Kuzey Atlantik Antlaşması Örgütü (NATO), İkinci Büyük Paylaşım Savaşı’nın ardından kurulmuş askeri bir ittifaktır.
Sovyetler Birliği’nin Nazi savaş makinesine karşı gösterdiği kahramanca başarının, Doğu Avrupa’daki partizanların ilmek ilmek ördüğü anti-faşist mücadelenin ve aynı zamanda Asya’da yükselen kızıl bayrağın karşısında ABD, Birleşik Krallık ve Fransa’nın başını çektiği on iki ülke bu ittifakı kurmuştur.
Esasen bu devletler Nazilere karşı bu savaşta yer almış olsalar da, kurulan yeni ittifakta Nazi askeri uzmanları, komutanlar ya da bürokratlar çoktan yerini almıştır. Nazilere karşı olabildiğince “liberal” yaklaşan bu tutumla, Nazileri adeta kendi ordularına transfer etmişlerdir.

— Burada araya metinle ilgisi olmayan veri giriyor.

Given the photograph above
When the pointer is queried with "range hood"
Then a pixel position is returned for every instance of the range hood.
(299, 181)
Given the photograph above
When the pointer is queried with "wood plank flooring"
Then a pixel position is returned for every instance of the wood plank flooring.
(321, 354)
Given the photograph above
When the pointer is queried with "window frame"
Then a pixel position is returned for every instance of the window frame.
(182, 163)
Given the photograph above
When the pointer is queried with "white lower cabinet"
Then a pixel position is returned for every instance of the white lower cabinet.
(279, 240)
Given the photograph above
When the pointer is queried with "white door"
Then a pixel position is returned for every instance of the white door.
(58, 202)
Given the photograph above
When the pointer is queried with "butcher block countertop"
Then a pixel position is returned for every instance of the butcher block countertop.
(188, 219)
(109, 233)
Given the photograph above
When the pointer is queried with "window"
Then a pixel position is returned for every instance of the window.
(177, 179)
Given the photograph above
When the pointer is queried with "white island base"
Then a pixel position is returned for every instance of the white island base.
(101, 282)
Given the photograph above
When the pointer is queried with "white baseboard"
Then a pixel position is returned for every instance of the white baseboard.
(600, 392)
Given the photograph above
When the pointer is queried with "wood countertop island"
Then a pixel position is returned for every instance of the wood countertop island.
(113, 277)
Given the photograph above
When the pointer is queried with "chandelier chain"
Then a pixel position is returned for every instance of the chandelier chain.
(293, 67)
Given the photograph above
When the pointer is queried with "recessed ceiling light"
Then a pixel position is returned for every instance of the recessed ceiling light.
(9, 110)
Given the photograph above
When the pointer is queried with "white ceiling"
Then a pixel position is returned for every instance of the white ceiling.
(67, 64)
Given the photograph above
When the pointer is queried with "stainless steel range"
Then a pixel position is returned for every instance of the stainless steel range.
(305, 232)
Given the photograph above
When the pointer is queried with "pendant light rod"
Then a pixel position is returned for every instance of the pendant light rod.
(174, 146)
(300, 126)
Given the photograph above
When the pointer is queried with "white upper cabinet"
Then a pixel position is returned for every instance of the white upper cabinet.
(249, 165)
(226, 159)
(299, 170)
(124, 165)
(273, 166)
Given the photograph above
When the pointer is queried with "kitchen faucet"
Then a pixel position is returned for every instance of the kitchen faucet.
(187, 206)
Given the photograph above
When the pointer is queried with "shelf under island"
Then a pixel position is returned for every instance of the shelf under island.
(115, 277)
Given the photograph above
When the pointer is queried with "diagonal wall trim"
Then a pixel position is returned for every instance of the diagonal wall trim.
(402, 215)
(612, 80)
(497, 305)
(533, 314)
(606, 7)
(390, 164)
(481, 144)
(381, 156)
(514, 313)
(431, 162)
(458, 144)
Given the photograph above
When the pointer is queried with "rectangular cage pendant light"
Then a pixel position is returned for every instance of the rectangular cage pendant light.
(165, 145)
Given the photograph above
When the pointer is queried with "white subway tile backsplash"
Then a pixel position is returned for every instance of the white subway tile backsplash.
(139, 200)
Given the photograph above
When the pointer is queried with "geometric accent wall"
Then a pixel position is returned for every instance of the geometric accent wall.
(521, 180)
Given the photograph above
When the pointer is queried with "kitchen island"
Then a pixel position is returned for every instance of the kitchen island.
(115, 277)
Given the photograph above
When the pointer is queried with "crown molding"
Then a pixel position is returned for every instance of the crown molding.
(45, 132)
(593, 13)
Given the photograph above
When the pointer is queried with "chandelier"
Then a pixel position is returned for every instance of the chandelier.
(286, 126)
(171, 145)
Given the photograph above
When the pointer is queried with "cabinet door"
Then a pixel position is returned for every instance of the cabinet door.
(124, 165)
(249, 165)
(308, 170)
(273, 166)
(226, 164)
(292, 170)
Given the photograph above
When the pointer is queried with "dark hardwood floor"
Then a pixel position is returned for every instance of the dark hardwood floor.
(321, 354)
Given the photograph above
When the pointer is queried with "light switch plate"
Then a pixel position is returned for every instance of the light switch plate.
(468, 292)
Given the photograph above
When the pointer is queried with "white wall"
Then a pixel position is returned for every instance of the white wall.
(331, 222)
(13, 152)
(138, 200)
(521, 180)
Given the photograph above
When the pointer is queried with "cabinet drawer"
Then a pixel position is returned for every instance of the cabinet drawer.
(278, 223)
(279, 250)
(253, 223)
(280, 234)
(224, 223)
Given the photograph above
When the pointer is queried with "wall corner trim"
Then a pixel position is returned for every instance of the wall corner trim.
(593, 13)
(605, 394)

Dolayısıyla NATO’nun özü, bağlayıcı felsefesi anti-komünizmden oluşmaktadır. Günümüzde de hala aynı şekilde hareket etmektedir.
Savaş boyunca bir Nazilerden, bir müttefiklerden yana savrulan TC (Sovyetler Birliği’ni seçenek olarak bile görmemiştir), Nazi Almanya’sının yenilgisinin hemen ardından soluğu NATO cephesinde almıştır. Kurucu ekibin ardından ittifaka ilk alınan iki devlet, “uslanmaz düşmanlar” Yunanistan ve Türkiye olmuştur.

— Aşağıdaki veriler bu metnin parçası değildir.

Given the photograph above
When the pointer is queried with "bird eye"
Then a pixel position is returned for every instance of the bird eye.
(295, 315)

Yunan işbirlikçiler kendilerini Yunan İç Savaşı’nda komünistlere karşı memleketin kapılarını ABD’ye ve Birleşik Krallık’a açarak ispatlamışlardır. Türk işbirlikçiler ise Kore Savaşı’na, kurtuluş mücadelesi veren komünistlere karşı dünyanın öbür ucu bile olsa asker göndererek İttifak’a yamanmıştır.
Bu ana kadar Türkiye, Marshall planlarına dahil olmuş, yükselen anti-komünist örgütlenmelerde yer alacağını taahhüt ederek yaklaşan “soğuk” savaştaki pozisyonunu çoktan belli etmiştir.
TC’nin İkinci Emperyalist Paylaşım Savaşı’nda gösterdiği diplomatik süreç, özellikle Kemalist ideologlar ve çevreler tarafından epey takdir edilen bir dönemi işaret etmektedir. Neticede son ana kadar Nazilerle flört eden Kemalist CHP’nin, savaşa girmeden “kazanan” tarafta sonuca ulaşması pragmatist diplomasinin iyi bir örneği olarak gösterilir.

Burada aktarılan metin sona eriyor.